Performance metrics for evaluating artificial intelligence (AI) tools and systems
For artificial intelligence (AI) tools involving prediction, pattern recognition, information retrieval and classification, precision and recall will usually be the performance metric to use. Recall tells you the model’s ability to locate all relevant instances in a data set. Precision tells you how successful it is at identifying only the relevant data points.
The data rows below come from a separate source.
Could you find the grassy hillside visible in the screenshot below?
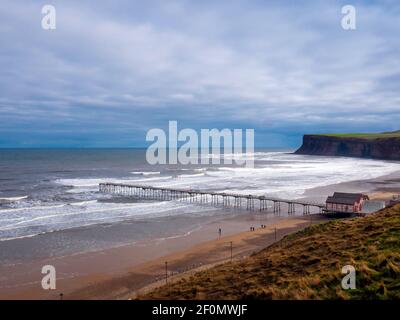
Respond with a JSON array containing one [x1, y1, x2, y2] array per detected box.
[[143, 205, 400, 299], [320, 130, 400, 139]]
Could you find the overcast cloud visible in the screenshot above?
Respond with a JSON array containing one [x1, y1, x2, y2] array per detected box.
[[0, 0, 400, 147]]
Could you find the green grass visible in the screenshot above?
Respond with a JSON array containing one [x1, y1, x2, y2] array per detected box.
[[141, 204, 400, 300], [319, 130, 400, 139]]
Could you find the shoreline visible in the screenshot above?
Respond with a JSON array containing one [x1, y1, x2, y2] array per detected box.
[[0, 215, 326, 299], [0, 171, 400, 299]]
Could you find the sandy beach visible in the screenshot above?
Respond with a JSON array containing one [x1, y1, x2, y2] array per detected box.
[[0, 214, 324, 299], [0, 172, 400, 299]]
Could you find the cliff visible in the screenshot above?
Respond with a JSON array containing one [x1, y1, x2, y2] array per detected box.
[[295, 132, 400, 160]]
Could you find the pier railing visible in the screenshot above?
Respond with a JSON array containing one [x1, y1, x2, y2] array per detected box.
[[99, 182, 325, 215]]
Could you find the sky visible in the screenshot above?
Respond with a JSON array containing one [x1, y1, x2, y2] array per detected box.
[[0, 0, 400, 148]]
For example, you are testing a tool that seeks to predict which postcodes will be targeted for domestic burglaries. When testing the tool on historic data that it has not seen before, you make a note of the number of the following.
True positives (TP)
Where the model correctly predicts a positive outcome (the actual outcome was positive). In the context of our example, it predicts that there will be burglaries in certain postcodes, and there were.
True negatives (TN)
The model correctly predicted a negative outcome (the actual outcome was negative). In our example, it predicts that there would not be burglaries in certain postcodes, and there were not.
False positives (FP)
The model incorrectly predicted a positive outcome (the actual outcome was negative). Also known as a Type I error. It predicts that a postcode will be targeted by burglars, but it was not.
False negatives (FN)
The model incorrectly predicted a negative outcome (the actual outcome was positive). Also known as a Type II error. It predicted that a postcode would not be targeted, and it was.
You put the information into a table (confusion matrix).
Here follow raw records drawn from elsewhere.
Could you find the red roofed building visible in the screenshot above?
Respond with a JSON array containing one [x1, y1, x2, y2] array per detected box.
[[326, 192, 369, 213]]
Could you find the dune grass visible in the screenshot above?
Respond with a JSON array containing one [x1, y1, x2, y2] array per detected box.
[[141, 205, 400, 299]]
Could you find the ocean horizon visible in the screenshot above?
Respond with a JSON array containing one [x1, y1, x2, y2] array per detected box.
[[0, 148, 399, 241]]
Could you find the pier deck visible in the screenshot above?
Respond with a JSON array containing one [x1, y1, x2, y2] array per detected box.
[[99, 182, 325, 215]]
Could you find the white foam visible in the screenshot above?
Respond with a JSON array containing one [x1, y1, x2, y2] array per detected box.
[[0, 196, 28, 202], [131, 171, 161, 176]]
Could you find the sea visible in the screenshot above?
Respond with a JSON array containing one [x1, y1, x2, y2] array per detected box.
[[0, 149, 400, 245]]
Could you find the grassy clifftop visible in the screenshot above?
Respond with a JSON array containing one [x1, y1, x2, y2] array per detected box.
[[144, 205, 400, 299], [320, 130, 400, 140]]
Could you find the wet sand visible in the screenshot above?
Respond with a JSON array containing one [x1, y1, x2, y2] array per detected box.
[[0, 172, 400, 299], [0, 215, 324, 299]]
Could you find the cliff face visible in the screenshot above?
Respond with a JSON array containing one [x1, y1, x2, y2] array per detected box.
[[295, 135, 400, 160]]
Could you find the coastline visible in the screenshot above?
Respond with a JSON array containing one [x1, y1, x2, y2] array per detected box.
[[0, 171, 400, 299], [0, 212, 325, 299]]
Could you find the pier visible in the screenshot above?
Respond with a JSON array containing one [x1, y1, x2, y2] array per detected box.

Positive – burglaries in postcode | Negative – burglaries in postcode | |
---|---|---|
Positive – predicts burglaries in postcode | True positives | False positives |
Negative – predicts burglaries in postcode | False negatives | True negatives |
Work out recall
How many burglaries did your model predict?
Recall = TP ÷ (TP + FN)
Work out precision
Out of the number of burglary-affected postcodes predicted, how many were in fact affected by burglaries?
Precision = TP ÷ (TP + FP)
Overall performance
Look at the relationship between precision and recall to find a measure of overall performance:
2 x (precision x recall) ÷ (precision + recall)
A score of 1 is perfect (very unlikely), while 0 is imperfect.